As for myself, I felt compelled Tuesday to go out to Central Allen Cathedral in Jamaica, Queens, for the wake the day before Officer Holder’s funeral. There were about 200 cops and police officials around the Cathedral in fellowship, a somber but not distraught mood inside; and a line of visitors a couple of blocks long. Certainly most of you saw TV footage or photos of the thousands of cops who were at the funeral service, like a long wave. Not a military parade but a lot of them had their guns. Both for the wake and the funeral service, the casket was open, Office Holder was dressed in his uniform including his hat. The usual eulogies and music were done. De Blasio went on too long and tried hard to be sincere but his guts are not fully engaged with the police force. Al Sharpton was asked not to give a eulogy. It was said Holder’s family preferred it that way. Sharpton was not one of Randy Holder’s favorite people.
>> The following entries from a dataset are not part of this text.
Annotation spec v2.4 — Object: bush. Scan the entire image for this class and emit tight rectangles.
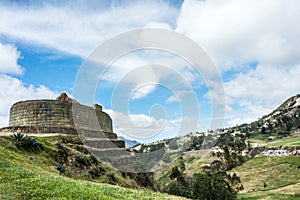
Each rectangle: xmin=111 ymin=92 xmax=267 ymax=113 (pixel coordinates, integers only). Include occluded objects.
xmin=106 ymin=172 xmax=116 ymax=185
xmin=88 ymin=166 xmax=106 ymax=179
xmin=56 ymin=143 xmax=69 ymax=162
xmin=90 ymin=155 xmax=99 ymax=165
xmin=11 ymin=133 xmax=25 ymax=142
xmin=191 ymin=172 xmax=237 ymax=200
xmin=56 ymin=163 xmax=65 ymax=174
xmin=13 ymin=135 xmax=43 ymax=152
xmin=165 ymin=178 xmax=191 ymax=198
xmin=188 ymin=134 xmax=205 ymax=151
xmin=163 ymin=155 xmax=243 ymax=199
xmin=75 ymin=155 xmax=91 ymax=167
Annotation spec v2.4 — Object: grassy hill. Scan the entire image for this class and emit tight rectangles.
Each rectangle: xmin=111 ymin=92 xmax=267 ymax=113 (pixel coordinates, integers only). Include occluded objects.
xmin=234 ymin=156 xmax=300 ymax=200
xmin=0 ymin=136 xmax=185 ymax=200
xmin=248 ymin=131 xmax=300 ymax=147
xmin=154 ymin=150 xmax=300 ymax=200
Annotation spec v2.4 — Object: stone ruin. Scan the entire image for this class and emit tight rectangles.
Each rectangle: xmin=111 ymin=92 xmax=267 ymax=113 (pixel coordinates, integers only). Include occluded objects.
xmin=0 ymin=93 xmax=162 ymax=172
xmin=0 ymin=93 xmax=125 ymax=150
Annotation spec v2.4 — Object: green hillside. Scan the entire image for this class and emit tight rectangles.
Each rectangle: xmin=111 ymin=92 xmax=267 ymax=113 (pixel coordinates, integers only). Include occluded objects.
xmin=153 ymin=133 xmax=300 ymax=200
xmin=0 ymin=136 xmax=185 ymax=200
xmin=234 ymin=156 xmax=300 ymax=199
xmin=248 ymin=131 xmax=300 ymax=147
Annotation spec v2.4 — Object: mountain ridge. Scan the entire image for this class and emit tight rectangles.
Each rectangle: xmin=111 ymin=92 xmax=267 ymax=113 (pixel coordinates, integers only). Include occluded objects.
xmin=238 ymin=94 xmax=300 ymax=134
xmin=118 ymin=136 xmax=140 ymax=148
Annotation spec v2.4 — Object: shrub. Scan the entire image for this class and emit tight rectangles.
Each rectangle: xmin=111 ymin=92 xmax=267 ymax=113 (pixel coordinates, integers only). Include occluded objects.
xmin=106 ymin=172 xmax=116 ymax=185
xmin=90 ymin=155 xmax=99 ymax=165
xmin=25 ymin=137 xmax=43 ymax=151
xmin=191 ymin=172 xmax=237 ymax=200
xmin=11 ymin=133 xmax=25 ymax=142
xmin=13 ymin=135 xmax=43 ymax=152
xmin=188 ymin=134 xmax=205 ymax=151
xmin=56 ymin=163 xmax=65 ymax=174
xmin=165 ymin=178 xmax=191 ymax=198
xmin=88 ymin=166 xmax=106 ymax=179
xmin=75 ymin=155 xmax=91 ymax=167
xmin=163 ymin=154 xmax=243 ymax=199
xmin=56 ymin=143 xmax=69 ymax=162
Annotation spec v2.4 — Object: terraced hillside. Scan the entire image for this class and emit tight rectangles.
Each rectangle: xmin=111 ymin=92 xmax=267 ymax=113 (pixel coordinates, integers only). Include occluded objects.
xmin=0 ymin=135 xmax=185 ymax=200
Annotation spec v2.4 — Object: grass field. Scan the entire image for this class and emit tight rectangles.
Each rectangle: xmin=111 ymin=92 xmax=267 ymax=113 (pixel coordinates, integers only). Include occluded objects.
xmin=0 ymin=136 xmax=185 ymax=200
xmin=155 ymin=147 xmax=300 ymax=200
xmin=248 ymin=131 xmax=300 ymax=147
xmin=234 ymin=156 xmax=300 ymax=200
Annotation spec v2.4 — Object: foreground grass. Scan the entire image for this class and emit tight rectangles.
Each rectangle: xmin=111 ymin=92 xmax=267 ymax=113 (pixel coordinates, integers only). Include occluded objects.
xmin=0 ymin=136 xmax=185 ymax=199
xmin=234 ymin=156 xmax=300 ymax=200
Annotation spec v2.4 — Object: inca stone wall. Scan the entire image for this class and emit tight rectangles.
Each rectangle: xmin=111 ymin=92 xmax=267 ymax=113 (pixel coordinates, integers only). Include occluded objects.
xmin=6 ymin=93 xmax=113 ymax=133
xmin=0 ymin=93 xmax=126 ymax=151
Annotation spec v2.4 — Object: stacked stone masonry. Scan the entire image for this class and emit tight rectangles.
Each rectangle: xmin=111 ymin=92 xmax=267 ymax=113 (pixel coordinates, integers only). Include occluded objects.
xmin=0 ymin=93 xmax=125 ymax=149
xmin=8 ymin=100 xmax=112 ymax=133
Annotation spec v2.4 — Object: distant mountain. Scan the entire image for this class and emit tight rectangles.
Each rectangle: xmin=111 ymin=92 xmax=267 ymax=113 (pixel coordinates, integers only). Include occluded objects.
xmin=118 ymin=136 xmax=140 ymax=148
xmin=238 ymin=94 xmax=300 ymax=134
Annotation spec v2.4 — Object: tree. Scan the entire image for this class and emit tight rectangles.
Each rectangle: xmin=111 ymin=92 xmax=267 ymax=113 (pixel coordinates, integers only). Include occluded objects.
xmin=170 ymin=166 xmax=181 ymax=180
xmin=188 ymin=134 xmax=205 ymax=150
xmin=164 ymin=158 xmax=243 ymax=199
xmin=191 ymin=172 xmax=237 ymax=200
xmin=261 ymin=126 xmax=267 ymax=134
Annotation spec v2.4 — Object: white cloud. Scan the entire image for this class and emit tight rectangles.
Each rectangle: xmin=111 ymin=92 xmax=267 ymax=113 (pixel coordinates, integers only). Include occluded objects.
xmin=131 ymin=84 xmax=157 ymax=100
xmin=100 ymin=50 xmax=200 ymax=100
xmin=0 ymin=1 xmax=179 ymax=57
xmin=176 ymin=0 xmax=300 ymax=71
xmin=104 ymin=109 xmax=176 ymax=142
xmin=0 ymin=1 xmax=207 ymax=103
xmin=165 ymin=90 xmax=189 ymax=104
xmin=0 ymin=74 xmax=58 ymax=127
xmin=176 ymin=0 xmax=300 ymax=126
xmin=2 ymin=0 xmax=299 ymax=131
xmin=145 ymin=21 xmax=173 ymax=30
xmin=224 ymin=64 xmax=300 ymax=126
xmin=104 ymin=108 xmax=201 ymax=143
xmin=165 ymin=95 xmax=178 ymax=104
xmin=0 ymin=43 xmax=23 ymax=75
xmin=0 ymin=42 xmax=58 ymax=127
xmin=227 ymin=117 xmax=256 ymax=128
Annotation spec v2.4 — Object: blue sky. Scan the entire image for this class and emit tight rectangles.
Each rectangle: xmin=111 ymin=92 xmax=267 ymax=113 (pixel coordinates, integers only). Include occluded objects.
xmin=0 ymin=0 xmax=300 ymax=143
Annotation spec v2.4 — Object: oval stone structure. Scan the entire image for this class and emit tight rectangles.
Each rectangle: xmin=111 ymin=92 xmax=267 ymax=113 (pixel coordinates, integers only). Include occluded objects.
xmin=8 ymin=99 xmax=112 ymax=133
xmin=0 ymin=93 xmax=125 ymax=149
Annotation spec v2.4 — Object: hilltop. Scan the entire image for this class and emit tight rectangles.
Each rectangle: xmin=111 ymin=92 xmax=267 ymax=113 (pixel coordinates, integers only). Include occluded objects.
xmin=237 ymin=94 xmax=300 ymax=135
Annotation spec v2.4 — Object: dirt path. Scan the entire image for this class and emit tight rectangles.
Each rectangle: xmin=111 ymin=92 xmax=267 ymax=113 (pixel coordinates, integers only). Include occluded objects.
xmin=271 ymin=182 xmax=300 ymax=194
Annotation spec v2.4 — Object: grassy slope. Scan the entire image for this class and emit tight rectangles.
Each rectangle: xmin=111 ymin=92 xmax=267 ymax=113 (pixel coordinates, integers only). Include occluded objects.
xmin=248 ymin=131 xmax=300 ymax=147
xmin=233 ymin=156 xmax=300 ymax=200
xmin=155 ymin=150 xmax=217 ymax=189
xmin=0 ymin=136 xmax=185 ymax=200
xmin=155 ymin=144 xmax=300 ymax=200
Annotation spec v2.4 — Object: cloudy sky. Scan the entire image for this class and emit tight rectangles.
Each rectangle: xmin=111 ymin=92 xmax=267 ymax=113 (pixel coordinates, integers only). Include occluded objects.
xmin=0 ymin=0 xmax=299 ymax=142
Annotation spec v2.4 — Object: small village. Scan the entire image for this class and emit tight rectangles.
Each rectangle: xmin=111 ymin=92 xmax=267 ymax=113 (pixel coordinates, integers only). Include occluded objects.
xmin=260 ymin=149 xmax=300 ymax=156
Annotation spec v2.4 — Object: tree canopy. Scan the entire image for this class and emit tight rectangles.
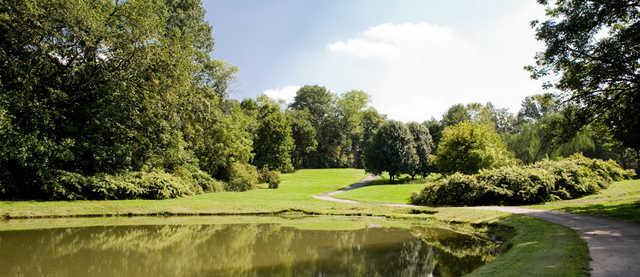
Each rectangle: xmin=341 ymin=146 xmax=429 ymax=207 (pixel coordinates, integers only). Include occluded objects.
xmin=0 ymin=0 xmax=249 ymax=198
xmin=528 ymin=0 xmax=640 ymax=149
xmin=365 ymin=121 xmax=418 ymax=181
xmin=407 ymin=122 xmax=434 ymax=178
xmin=251 ymin=96 xmax=294 ymax=172
xmin=435 ymin=122 xmax=514 ymax=174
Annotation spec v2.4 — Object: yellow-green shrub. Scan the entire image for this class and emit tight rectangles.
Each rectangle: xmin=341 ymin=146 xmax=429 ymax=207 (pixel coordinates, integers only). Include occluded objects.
xmin=411 ymin=155 xmax=634 ymax=206
xmin=44 ymin=166 xmax=225 ymax=200
xmin=225 ymin=162 xmax=258 ymax=191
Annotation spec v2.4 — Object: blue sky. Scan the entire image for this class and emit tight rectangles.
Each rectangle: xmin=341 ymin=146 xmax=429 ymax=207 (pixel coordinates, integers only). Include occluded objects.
xmin=203 ymin=0 xmax=546 ymax=121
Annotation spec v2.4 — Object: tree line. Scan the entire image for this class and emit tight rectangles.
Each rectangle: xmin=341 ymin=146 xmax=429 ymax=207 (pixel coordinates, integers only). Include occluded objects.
xmin=0 ymin=0 xmax=637 ymax=200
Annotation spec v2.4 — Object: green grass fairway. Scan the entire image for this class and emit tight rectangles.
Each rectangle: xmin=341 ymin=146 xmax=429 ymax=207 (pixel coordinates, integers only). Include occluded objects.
xmin=336 ymin=183 xmax=426 ymax=204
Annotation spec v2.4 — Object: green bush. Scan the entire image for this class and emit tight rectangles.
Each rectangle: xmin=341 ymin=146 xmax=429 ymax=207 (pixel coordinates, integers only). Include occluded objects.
xmin=411 ymin=155 xmax=634 ymax=206
xmin=564 ymin=153 xmax=635 ymax=182
xmin=532 ymin=159 xmax=602 ymax=200
xmin=42 ymin=167 xmax=226 ymax=201
xmin=225 ymin=162 xmax=259 ymax=191
xmin=173 ymin=164 xmax=225 ymax=193
xmin=258 ymin=168 xmax=281 ymax=189
xmin=411 ymin=173 xmax=510 ymax=206
xmin=476 ymin=166 xmax=555 ymax=204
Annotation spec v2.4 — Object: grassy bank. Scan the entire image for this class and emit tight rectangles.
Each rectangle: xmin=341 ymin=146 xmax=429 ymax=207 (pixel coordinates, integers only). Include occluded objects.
xmin=530 ymin=179 xmax=640 ymax=223
xmin=469 ymin=215 xmax=589 ymax=277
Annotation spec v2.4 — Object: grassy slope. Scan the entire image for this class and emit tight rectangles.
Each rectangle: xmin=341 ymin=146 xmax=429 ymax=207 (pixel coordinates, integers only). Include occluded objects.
xmin=530 ymin=179 xmax=640 ymax=222
xmin=336 ymin=183 xmax=426 ymax=203
xmin=0 ymin=168 xmax=591 ymax=276
xmin=469 ymin=215 xmax=589 ymax=277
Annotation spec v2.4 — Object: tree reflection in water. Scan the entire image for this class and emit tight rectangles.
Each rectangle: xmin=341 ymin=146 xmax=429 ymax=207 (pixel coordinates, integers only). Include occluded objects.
xmin=0 ymin=223 xmax=499 ymax=276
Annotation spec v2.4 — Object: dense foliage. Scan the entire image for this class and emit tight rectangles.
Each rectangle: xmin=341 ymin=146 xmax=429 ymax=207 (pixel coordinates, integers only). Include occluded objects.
xmin=411 ymin=154 xmax=635 ymax=206
xmin=1 ymin=0 xmax=637 ymax=200
xmin=364 ymin=121 xmax=419 ymax=181
xmin=288 ymin=86 xmax=384 ymax=168
xmin=435 ymin=122 xmax=514 ymax=174
xmin=528 ymin=0 xmax=640 ymax=149
xmin=250 ymin=96 xmax=294 ymax=172
xmin=0 ymin=0 xmax=251 ymax=199
xmin=407 ymin=122 xmax=434 ymax=178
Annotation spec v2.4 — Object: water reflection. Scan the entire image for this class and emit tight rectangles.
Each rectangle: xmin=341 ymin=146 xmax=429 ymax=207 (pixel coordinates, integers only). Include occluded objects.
xmin=0 ymin=222 xmax=498 ymax=276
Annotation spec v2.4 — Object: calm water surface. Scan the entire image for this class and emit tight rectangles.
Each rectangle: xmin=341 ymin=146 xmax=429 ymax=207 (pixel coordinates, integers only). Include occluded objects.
xmin=0 ymin=218 xmax=498 ymax=276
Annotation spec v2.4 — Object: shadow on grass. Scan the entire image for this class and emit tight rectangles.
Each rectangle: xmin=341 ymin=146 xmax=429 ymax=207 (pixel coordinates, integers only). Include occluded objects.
xmin=366 ymin=173 xmax=443 ymax=187
xmin=561 ymin=201 xmax=640 ymax=223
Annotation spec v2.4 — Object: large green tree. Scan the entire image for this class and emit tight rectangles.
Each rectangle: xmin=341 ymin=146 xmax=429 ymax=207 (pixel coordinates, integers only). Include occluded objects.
xmin=0 ymin=0 xmax=248 ymax=198
xmin=287 ymin=109 xmax=317 ymax=169
xmin=360 ymin=108 xmax=386 ymax=167
xmin=336 ymin=90 xmax=370 ymax=168
xmin=435 ymin=122 xmax=514 ymax=174
xmin=252 ymin=96 xmax=294 ymax=172
xmin=365 ymin=121 xmax=418 ymax=181
xmin=516 ymin=93 xmax=560 ymax=124
xmin=289 ymin=85 xmax=338 ymax=167
xmin=423 ymin=118 xmax=443 ymax=149
xmin=407 ymin=122 xmax=434 ymax=178
xmin=529 ymin=0 xmax=640 ymax=149
xmin=441 ymin=104 xmax=471 ymax=127
xmin=290 ymin=85 xmax=334 ymax=128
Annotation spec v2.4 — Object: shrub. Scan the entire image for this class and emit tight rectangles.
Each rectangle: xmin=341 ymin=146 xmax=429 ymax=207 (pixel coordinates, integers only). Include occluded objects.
xmin=476 ymin=166 xmax=555 ymax=204
xmin=532 ymin=159 xmax=603 ymax=199
xmin=43 ymin=170 xmax=90 ymax=200
xmin=564 ymin=153 xmax=635 ymax=182
xmin=411 ymin=173 xmax=509 ymax=206
xmin=258 ymin=168 xmax=281 ymax=189
xmin=42 ymin=167 xmax=226 ymax=201
xmin=226 ymin=162 xmax=258 ymax=191
xmin=411 ymin=155 xmax=633 ymax=206
xmin=173 ymin=164 xmax=224 ymax=193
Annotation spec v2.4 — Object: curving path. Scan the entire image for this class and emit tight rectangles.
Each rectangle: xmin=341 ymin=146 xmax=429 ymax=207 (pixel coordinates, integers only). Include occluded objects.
xmin=314 ymin=176 xmax=640 ymax=277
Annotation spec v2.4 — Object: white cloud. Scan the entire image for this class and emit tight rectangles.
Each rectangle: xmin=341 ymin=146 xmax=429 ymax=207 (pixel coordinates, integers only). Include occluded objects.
xmin=328 ymin=22 xmax=459 ymax=60
xmin=262 ymin=85 xmax=300 ymax=103
xmin=325 ymin=4 xmax=546 ymax=122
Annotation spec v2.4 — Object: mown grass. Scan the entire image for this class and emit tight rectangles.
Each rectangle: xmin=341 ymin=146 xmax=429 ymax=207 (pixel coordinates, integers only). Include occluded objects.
xmin=335 ymin=174 xmax=439 ymax=204
xmin=0 ymin=168 xmax=594 ymax=277
xmin=336 ymin=183 xmax=426 ymax=203
xmin=469 ymin=215 xmax=589 ymax=277
xmin=530 ymin=179 xmax=640 ymax=222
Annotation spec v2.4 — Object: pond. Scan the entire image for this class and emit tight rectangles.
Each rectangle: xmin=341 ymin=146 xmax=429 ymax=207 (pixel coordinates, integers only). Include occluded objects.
xmin=0 ymin=216 xmax=499 ymax=276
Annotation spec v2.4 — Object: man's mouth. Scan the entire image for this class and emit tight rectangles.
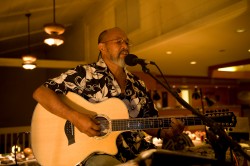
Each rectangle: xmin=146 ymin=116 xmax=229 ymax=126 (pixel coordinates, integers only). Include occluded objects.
xmin=121 ymin=51 xmax=129 ymax=56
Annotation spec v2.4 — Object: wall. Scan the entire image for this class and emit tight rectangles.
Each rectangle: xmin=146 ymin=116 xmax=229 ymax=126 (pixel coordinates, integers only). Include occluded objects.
xmin=0 ymin=68 xmax=47 ymax=127
xmin=151 ymin=82 xmax=248 ymax=109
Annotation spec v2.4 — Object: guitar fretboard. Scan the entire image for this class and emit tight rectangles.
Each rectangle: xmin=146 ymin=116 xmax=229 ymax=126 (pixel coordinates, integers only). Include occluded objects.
xmin=111 ymin=116 xmax=203 ymax=131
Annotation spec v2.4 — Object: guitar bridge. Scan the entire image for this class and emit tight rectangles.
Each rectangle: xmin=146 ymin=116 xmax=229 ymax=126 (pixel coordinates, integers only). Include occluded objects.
xmin=64 ymin=120 xmax=75 ymax=145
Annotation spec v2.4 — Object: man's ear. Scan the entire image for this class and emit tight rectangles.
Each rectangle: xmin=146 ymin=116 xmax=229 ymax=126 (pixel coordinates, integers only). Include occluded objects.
xmin=98 ymin=43 xmax=104 ymax=51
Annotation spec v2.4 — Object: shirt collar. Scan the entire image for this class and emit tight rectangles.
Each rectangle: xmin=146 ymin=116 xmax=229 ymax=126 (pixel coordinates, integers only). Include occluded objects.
xmin=96 ymin=57 xmax=130 ymax=75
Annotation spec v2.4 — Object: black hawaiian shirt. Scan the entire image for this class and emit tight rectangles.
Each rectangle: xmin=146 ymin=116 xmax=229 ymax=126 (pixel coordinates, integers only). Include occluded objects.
xmin=44 ymin=58 xmax=158 ymax=162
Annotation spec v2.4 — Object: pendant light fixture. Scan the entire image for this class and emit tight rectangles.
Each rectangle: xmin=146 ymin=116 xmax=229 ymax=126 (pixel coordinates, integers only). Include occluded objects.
xmin=44 ymin=0 xmax=65 ymax=46
xmin=22 ymin=13 xmax=37 ymax=70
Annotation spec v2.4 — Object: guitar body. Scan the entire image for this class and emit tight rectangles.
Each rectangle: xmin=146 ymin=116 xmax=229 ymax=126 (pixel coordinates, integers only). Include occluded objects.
xmin=31 ymin=92 xmax=129 ymax=166
xmin=31 ymin=92 xmax=237 ymax=166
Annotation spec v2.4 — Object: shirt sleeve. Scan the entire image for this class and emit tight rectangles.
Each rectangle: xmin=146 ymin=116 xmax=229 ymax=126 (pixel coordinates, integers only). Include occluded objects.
xmin=44 ymin=65 xmax=86 ymax=95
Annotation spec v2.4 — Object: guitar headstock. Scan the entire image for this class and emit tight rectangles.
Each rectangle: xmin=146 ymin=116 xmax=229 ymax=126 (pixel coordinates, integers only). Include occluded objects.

I’m writing this mainly to signal to readers the extraordinary eulogy delivered by Police Commissioner William Bratton. Bratton is a cop’s cop, a working class guy from the Dorchester neighborhood of Boston, who is a CBE (Commander of the British Empire). He spoke from the inside, personifying the dedication and remarkable solidarity of police officers, men and women, in New York and across the country. (Jet Blue airline stepped up and flew gratis hundreds of police officers from across the country.)
In an emotional eulogy, Bill Bratton promoted Officer Holder, posthumously, to first-grade detective, Det. First Grade, and read a letter Holder wrote explaining why he wanted to join the police. Below is an excerpt from the eulogy.
‘Every new recruit must answer the same question as they come into our academy: “Why did you become a police officer?” They type out their responses and submit them to their academy instructors — every recruit, including Randy Holder. This is what Randy Holder told us in his letter, July 10, 2010:
My name is Randolph Holder, born March 19, 1982 in Georgetown, Guyana. Growing up, all I wanted to do was make a difference in my community and become a role model. In November of 2002, I migrated to the United States of America to live with father.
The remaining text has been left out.